Enfim, desde o solo, tentam medrar – e, em geral, já levam até metro, metro e meio de altura – os pinheiritos da regeneração natural. Os eucaliptos, mais apetrechados pela Natureza e mais ágeis no crescimento, aceleram a recuperação rapidamente. Aliás, são com eucalipto os maiores e mais frequentes (embora em número globalmente reduzido) projectos de reflorestação que se foram consumando no terreno.

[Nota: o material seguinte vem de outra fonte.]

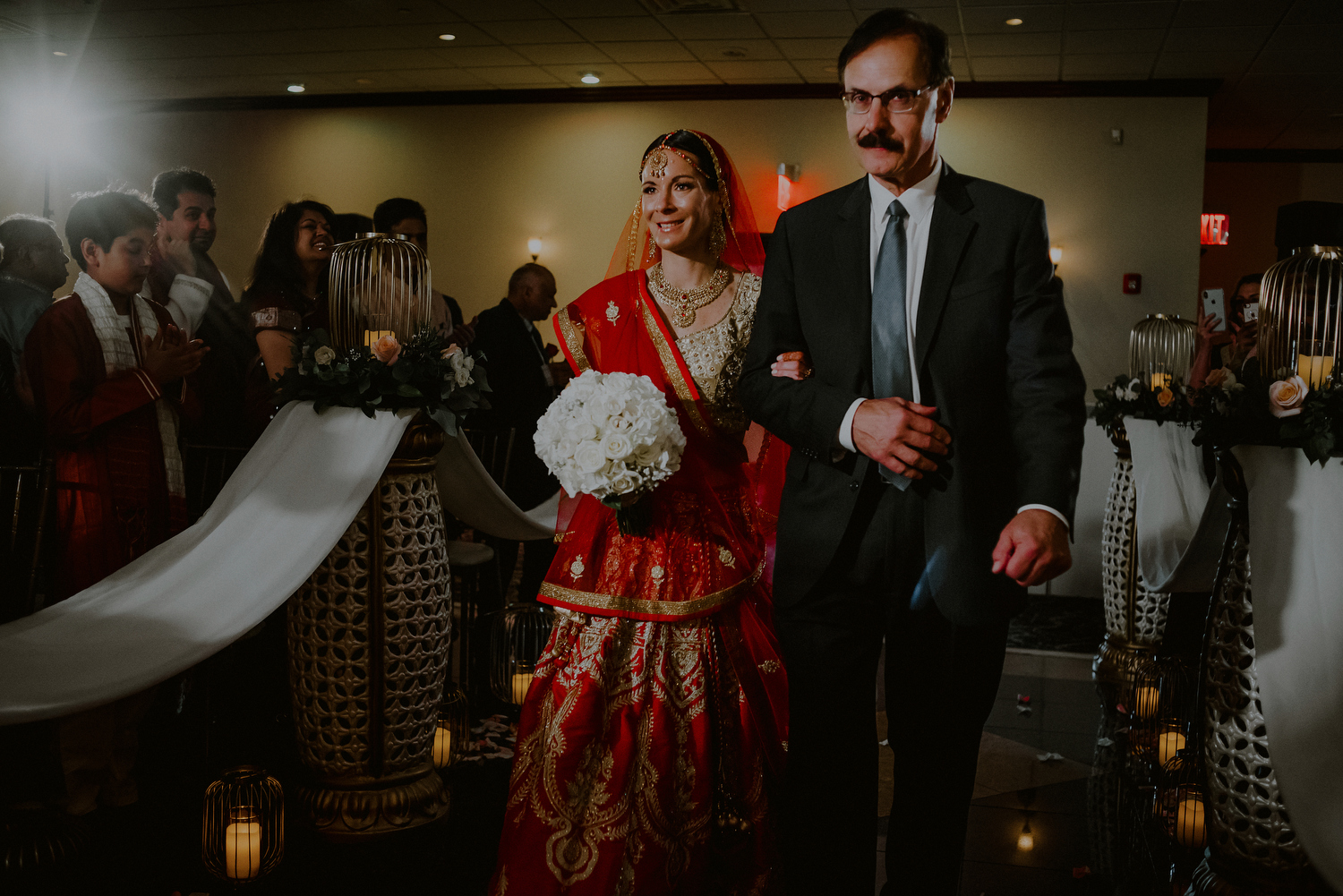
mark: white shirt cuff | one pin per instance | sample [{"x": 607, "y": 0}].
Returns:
[{"x": 1042, "y": 507}]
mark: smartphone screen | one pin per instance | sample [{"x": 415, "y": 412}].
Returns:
[{"x": 1216, "y": 303}]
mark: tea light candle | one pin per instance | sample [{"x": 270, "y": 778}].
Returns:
[{"x": 242, "y": 848}]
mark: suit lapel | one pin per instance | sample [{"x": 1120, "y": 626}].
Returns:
[
  {"x": 853, "y": 247},
  {"x": 947, "y": 238}
]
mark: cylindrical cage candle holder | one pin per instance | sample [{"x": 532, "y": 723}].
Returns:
[
  {"x": 518, "y": 637},
  {"x": 242, "y": 834},
  {"x": 379, "y": 286},
  {"x": 454, "y": 727},
  {"x": 1302, "y": 316},
  {"x": 1160, "y": 349}
]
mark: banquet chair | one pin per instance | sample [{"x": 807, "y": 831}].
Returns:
[{"x": 26, "y": 508}]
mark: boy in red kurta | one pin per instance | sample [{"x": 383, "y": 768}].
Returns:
[{"x": 107, "y": 368}]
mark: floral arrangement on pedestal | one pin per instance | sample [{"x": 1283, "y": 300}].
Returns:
[{"x": 424, "y": 372}]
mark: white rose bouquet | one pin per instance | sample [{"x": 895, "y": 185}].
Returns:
[{"x": 614, "y": 437}]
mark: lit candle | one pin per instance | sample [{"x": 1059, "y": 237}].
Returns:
[
  {"x": 1168, "y": 745},
  {"x": 1315, "y": 368},
  {"x": 442, "y": 747},
  {"x": 242, "y": 845},
  {"x": 1189, "y": 823},
  {"x": 521, "y": 683}
]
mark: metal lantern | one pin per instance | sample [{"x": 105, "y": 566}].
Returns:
[
  {"x": 1303, "y": 316},
  {"x": 244, "y": 825},
  {"x": 379, "y": 286},
  {"x": 518, "y": 637},
  {"x": 454, "y": 727},
  {"x": 1160, "y": 349}
]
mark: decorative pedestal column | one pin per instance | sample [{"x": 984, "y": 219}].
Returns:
[
  {"x": 368, "y": 646},
  {"x": 1135, "y": 619}
]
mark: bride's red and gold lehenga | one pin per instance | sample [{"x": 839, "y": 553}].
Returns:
[{"x": 655, "y": 726}]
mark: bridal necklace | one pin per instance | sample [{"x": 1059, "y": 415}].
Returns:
[{"x": 685, "y": 303}]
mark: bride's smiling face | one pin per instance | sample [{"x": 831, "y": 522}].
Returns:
[{"x": 677, "y": 204}]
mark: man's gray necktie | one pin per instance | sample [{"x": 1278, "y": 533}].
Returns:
[{"x": 889, "y": 324}]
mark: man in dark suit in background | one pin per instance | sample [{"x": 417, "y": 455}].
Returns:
[
  {"x": 937, "y": 453},
  {"x": 523, "y": 383}
]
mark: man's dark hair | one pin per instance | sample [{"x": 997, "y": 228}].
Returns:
[
  {"x": 277, "y": 266},
  {"x": 394, "y": 211},
  {"x": 888, "y": 23},
  {"x": 529, "y": 269},
  {"x": 169, "y": 184},
  {"x": 104, "y": 217},
  {"x": 19, "y": 233}
]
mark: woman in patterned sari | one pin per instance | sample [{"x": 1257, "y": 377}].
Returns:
[{"x": 655, "y": 727}]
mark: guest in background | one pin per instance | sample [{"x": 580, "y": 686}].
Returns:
[
  {"x": 287, "y": 297},
  {"x": 32, "y": 266},
  {"x": 1236, "y": 344},
  {"x": 407, "y": 218},
  {"x": 524, "y": 383},
  {"x": 184, "y": 279}
]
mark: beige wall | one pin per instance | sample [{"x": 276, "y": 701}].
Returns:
[{"x": 493, "y": 176}]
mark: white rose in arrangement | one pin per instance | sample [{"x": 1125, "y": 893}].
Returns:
[{"x": 612, "y": 435}]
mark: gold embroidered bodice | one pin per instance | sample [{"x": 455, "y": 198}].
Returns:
[{"x": 714, "y": 357}]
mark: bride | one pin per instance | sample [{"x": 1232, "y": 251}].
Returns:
[{"x": 653, "y": 737}]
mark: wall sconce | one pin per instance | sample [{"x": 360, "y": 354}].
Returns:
[
  {"x": 789, "y": 175},
  {"x": 244, "y": 825}
]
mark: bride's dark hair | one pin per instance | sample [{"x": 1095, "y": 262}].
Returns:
[{"x": 690, "y": 142}]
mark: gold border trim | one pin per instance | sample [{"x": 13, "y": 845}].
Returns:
[{"x": 618, "y": 603}]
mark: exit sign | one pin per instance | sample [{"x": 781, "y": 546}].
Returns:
[{"x": 1214, "y": 230}]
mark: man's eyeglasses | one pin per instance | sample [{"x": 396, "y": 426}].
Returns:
[{"x": 896, "y": 99}]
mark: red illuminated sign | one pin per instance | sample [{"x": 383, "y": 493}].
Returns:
[{"x": 1214, "y": 230}]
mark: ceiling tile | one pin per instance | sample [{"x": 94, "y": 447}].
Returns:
[
  {"x": 712, "y": 27},
  {"x": 1216, "y": 39},
  {"x": 811, "y": 47},
  {"x": 1111, "y": 64},
  {"x": 531, "y": 31},
  {"x": 515, "y": 75},
  {"x": 1133, "y": 40},
  {"x": 1015, "y": 67},
  {"x": 620, "y": 29},
  {"x": 647, "y": 51},
  {"x": 555, "y": 54},
  {"x": 808, "y": 24},
  {"x": 1087, "y": 16},
  {"x": 717, "y": 50},
  {"x": 1015, "y": 45},
  {"x": 754, "y": 72},
  {"x": 994, "y": 19},
  {"x": 671, "y": 72}
]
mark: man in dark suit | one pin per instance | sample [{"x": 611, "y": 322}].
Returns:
[
  {"x": 937, "y": 450},
  {"x": 523, "y": 383}
]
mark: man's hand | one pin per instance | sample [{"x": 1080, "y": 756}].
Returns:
[
  {"x": 171, "y": 356},
  {"x": 1033, "y": 549},
  {"x": 177, "y": 254},
  {"x": 896, "y": 432}
]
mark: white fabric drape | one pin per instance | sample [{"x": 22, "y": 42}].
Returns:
[
  {"x": 1296, "y": 578},
  {"x": 1181, "y": 522},
  {"x": 276, "y": 520}
]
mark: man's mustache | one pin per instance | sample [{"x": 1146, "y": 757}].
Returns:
[{"x": 876, "y": 140}]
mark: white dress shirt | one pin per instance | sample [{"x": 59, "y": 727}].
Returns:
[{"x": 918, "y": 201}]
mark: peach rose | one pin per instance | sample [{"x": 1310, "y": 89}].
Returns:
[
  {"x": 387, "y": 349},
  {"x": 1286, "y": 397}
]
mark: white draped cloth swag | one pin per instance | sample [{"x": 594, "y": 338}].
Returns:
[
  {"x": 1296, "y": 578},
  {"x": 1181, "y": 520}
]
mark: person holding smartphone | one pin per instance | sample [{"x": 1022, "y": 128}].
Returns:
[{"x": 1228, "y": 344}]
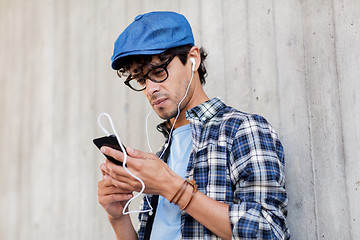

Pelo meio, por encostas e vales, avança a Mimosa, outra “máquina” preparada pela Natureza para se aproveitar das oportunidades que encontra antes e após os incêndios. E a Giesta, as Silvas e os Tojos utilizam à vontade todo o espaço disponibilizado e a luz do Sol também que agora não há as árvores a “pastar” os nutrientes do solo e não há as suas copas a “filtrar” a luz e o calor do Sol e a luz da Lua…

A cinza dos incêndios é o fertilizante mais geral e eficaz. Apenas três anos depois do Fogo Grande, estão já a formar-se espaços impenetráveis, com Giestas com três e mais metros de altura, com troncos grossos como braços e “tecidas” com tojos e silvados agressivos. É impressionante! Desta forma, “preparam” já o próximo fogo grande que vai ser rápido e a varrer tudo… Bastas vezes, apenas se lá entra, nesses espaços, com recurso ao tractor com destroçador a “esmigalhar” e à motosserra a cortar… Mas este tipo de intervenção humana acontece em áreas muito pouco significativas tendo em conta a dimensão brutal do ardido em 2017. E a Natureza, por si só, não vai resolver estes problemas que precisa de ser conduzida e controlada em matéria de reflorestação.

Reflorestar – eis a questão - em respeito por um Ordenamento Florestal mais correcto

e em respeito pelo direito de propriedade na Região de minifúndio e pelas Populações

É sabido que um Pinheiro dá uma tocha de resina a arder e que o Eucalipto dá uma tocha de óleo… Portanto, para evitar estes “problemas” naturais, haja muita sabedoria e apoios dirigidos para operar a indispensável Reflorestação através de um correcto Ordenamento Florestal – com as espécies de novas árvores a plantar, onde as plantar e até como plantar.

Sim, é necessário inverter estes processos de erosão, a alta velocidade, de solos percorridos por Incêndios… É necessário atribuir Ajudas Públicas com prioridade e melhores condições de acesso à Reflorestação para uso multifuncional da nova Floresta… É indispensável impedir milhares e milhares de hectares seguidos com monoculturas florestais para finalidades “cegamente” industriais…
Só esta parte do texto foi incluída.